Di SMK Negeri 1 Amarasi hanya didapati seorang guru atas nama Marthen Jolawang yang bertugas. Sementara guru-guru yang lain tidak ke sekolah. Padahal, selama pandemi Covid-19, pembelajaran tatap muka dihentikan, tetapi guru diwajibkan datang ke sekolah.
Kalau siswa, jangan tanya lagi, ada yang tidak muncul sama sekali. (Marthen Jolawang)
”Kepala sekolah kami tinggal di Kupang (sekitar 50 kilometer), kadang datang kadang tidak. Sementara guru-guru juga malas ke sekolah. Ada yang pulang kampung. Kalau siswa, jangan tanya lagi, ada yang tidak muncul sama sekali,” kata Marthen dengan wajah polos.
Di sekolah yang berdiri tahun 2016 itu kini terdapat 130 siswa dan 30 tenaga pengajar dengan hanya empat di antaranya aparatur sipil negara. Bidang keahlian yang digeluti adalah agribisnis tanaman pangan dan hortikultura serta agribisnis peternakan.

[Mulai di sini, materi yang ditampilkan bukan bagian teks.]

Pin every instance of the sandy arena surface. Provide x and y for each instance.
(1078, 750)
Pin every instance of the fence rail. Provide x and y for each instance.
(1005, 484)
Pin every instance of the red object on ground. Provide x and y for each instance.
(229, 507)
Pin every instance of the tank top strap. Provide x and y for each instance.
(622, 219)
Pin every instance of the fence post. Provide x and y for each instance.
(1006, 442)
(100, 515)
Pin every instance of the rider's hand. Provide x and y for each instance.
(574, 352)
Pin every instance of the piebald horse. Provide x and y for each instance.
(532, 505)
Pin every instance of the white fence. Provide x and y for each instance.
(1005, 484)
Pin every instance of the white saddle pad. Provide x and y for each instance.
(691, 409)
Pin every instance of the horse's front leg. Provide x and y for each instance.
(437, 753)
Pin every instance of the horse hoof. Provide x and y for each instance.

Terdapat dua lokasi praktik lapangan di sekolah itu untuk masing-masing bidang keahlian. Di bagian belakang ruang belajar terdapat areal tanaman hortikultura yang hanya berupa satu bedeng tanaman cabai. Kondisi tanaman itu pun menguning lantaran minim disiram air.
Di sisi lain terdapat sebuah kadang ayam yang di dalamnya tidak terdapat satu ekor pun ayam. Tak tercium pula bau kotoran ayam atau aroma pakan ayam. ”Di sini hanya pernah ikat ayam saja. Ayam tidak ada,” kata Marthen, jujur.
Dari sekolah itu dilanjutkan perjalanan lagi ke SMK Negeri 1 Amabi Oefeto Timur yang berjarak lebih kurang 40 kilometer. Sekolah dimaksud memiliki bidang keahlian tanaman produksi dan peternakan. Berdiri sejak tahun 2014.
Seperti SMK sebelumnya, bangunan di sekolah ini juga permanen, bahkan dilengkapi dengan empat mes guru. Sayangnya, di lokasi praktik tanaman produksi tidak terdapat satu tanaman pun. ”Rencananya nanti akan dibudidayakan tanaman kemiri,” kata Denti Anunut, guru matematika.
Sementara untuk peternakan, di sana terdapat kandang kambing. Di dalamnya terisi lima ekor kambing dengan kondisi sangat kurus. Satu ekor kambing jantan, paling besar ukurannya, pincang. Kakinya luka dan bengkak. Kambing-kambing itu seperti tak terurus.